PISA 2012 – deutsche Schüler im Vergleich?

Die OECD hat heute die Ergebnisse des aktuellsten internationalen PISA-Tests aus 2012 veröffentlicht. PISA ist eine internationale Schulleistungsstudie, bei der gemessen wird, welches Schulwissen in den getesteten Bereichen 15-Jährige Schülerinnen und Schüler (SuS) angesammelt haben und es situationsbezogen anwenden können. Die SuS-Leistungen werden dann mit den Leistungen aller anderen teilnehmenden (Industrie-)Länder verglichen und in eine Rangfolge zueinander gebracht.

Über die Testkriterien und deren Aussagekraft für die zukünftige Ausgestaltung von Schulsystemen in den getesteten Ländern kann (und sollte) man trefflich streiten und auch in Deutschland mehrt sich die teils fundierte Kritik an der Allgemeingültigkeit und an den bisherigen bildungspolitischen Rückschlüssen von PISA in Deutschland.

Bei wohlwollender Betrachtung kann angeführt werden, dass die Messkriterien für alle Länder gleich sind und somit in der Tat – nach identischen Kriterien – eine Skalierung zulassen und damit sich die Erkenntnis herausbildet, dass eine 15-jähriger in Belgien die vergleichbaren Mathe-Aufgaben schneller und besser bewältigt als ein deutscher Schüler und dass ein polnischer SuS eine höhere Lesekomeptenz als ein vergleichbarer deutscher SuS aufweist, der sich in diesem Kompetenzfeld auf der gleichen Stufe wie ein vietnamesischer SuS befindet.

Inwieweit sind Daten zur Lesekompetenz aus Ländern mit homogeneren Schülerschaften überhaupt mit Länderdaten mit heterogener Schülerschaft und unterschiedlichen Muttersprachen korrelierbar?

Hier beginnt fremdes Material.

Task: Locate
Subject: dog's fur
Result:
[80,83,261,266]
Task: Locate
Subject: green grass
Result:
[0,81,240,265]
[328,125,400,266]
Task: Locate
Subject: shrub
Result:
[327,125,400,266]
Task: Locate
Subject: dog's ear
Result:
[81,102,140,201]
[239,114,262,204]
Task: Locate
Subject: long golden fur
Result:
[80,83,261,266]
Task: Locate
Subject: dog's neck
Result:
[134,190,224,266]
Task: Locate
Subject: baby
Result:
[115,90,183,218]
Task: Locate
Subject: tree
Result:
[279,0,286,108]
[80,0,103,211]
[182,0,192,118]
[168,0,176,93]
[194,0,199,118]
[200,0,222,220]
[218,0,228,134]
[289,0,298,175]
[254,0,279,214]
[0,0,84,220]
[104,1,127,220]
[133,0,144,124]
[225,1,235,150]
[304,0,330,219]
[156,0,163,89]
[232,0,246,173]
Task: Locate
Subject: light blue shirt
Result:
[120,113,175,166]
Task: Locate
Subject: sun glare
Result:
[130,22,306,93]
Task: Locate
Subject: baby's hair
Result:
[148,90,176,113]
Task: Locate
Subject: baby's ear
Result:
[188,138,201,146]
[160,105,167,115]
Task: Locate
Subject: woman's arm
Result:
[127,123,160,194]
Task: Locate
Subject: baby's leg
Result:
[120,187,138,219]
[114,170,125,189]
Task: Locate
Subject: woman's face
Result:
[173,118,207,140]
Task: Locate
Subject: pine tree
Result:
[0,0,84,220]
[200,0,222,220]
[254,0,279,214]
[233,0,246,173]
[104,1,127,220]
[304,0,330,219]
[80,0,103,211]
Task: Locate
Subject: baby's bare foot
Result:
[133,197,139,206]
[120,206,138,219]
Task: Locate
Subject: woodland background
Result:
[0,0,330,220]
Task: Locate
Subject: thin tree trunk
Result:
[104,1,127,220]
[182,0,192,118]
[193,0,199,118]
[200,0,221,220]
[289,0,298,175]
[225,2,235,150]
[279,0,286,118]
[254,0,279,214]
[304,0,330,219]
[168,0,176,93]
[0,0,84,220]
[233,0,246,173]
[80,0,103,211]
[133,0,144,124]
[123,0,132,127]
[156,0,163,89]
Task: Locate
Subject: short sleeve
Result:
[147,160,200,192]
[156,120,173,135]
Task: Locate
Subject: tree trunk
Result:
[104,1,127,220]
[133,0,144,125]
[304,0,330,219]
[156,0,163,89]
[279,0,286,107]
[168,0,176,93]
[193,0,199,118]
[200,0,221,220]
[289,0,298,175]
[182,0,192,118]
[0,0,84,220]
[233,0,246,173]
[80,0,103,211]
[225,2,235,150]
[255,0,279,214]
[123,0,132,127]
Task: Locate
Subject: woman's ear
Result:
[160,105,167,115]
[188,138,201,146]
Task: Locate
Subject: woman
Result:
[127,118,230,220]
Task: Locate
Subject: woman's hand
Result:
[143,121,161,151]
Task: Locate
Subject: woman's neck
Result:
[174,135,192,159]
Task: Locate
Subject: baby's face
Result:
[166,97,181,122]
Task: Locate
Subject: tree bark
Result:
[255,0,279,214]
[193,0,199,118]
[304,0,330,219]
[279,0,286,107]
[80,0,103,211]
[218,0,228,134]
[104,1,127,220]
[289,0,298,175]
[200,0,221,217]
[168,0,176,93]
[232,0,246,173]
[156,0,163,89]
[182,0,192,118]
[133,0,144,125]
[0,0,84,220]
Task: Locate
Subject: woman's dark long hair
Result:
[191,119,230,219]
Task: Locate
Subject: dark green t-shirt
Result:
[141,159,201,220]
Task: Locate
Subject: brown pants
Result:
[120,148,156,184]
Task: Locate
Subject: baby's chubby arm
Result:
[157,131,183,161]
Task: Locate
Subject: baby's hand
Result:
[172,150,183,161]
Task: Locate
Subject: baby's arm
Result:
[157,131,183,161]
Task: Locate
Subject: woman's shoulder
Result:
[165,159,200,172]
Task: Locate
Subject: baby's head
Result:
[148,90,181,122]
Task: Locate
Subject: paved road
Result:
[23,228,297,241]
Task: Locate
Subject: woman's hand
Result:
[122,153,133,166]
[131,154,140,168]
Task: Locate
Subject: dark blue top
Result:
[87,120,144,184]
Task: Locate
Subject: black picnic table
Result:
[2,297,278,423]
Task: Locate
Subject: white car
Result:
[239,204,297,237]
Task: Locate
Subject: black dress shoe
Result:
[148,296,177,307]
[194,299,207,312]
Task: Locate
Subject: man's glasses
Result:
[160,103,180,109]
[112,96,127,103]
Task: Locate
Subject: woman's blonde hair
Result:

Es stellt sich die Frage, welche wissens- und bildungspolitische Aussagekraft sich hinter solcherart gewonnenen Erkenntnissen verbirgt und ein Vergleich mit den „Vor-PISA-Zeiten“ lohnt auch, denn PISA-Ergebnisse suggerieren ein vordergründig ökonomisch-volkswirtschaftliches Interesse und sollen bildungspolitische Handlungsbedarfe aufzeigen:

„…Stellt die Bildungsstrukturen in Eurem Land so um, wie es die Länder im oberen Rankingdrittel getan haben, dann werdet auch ihr volkswirtschaftlich auf der Erfolgsspur landen.“

So suggeriert PISA, dass zum Beispiel eine höhere Länder-Abiturquote ein BIP-steigernder Faktor sei.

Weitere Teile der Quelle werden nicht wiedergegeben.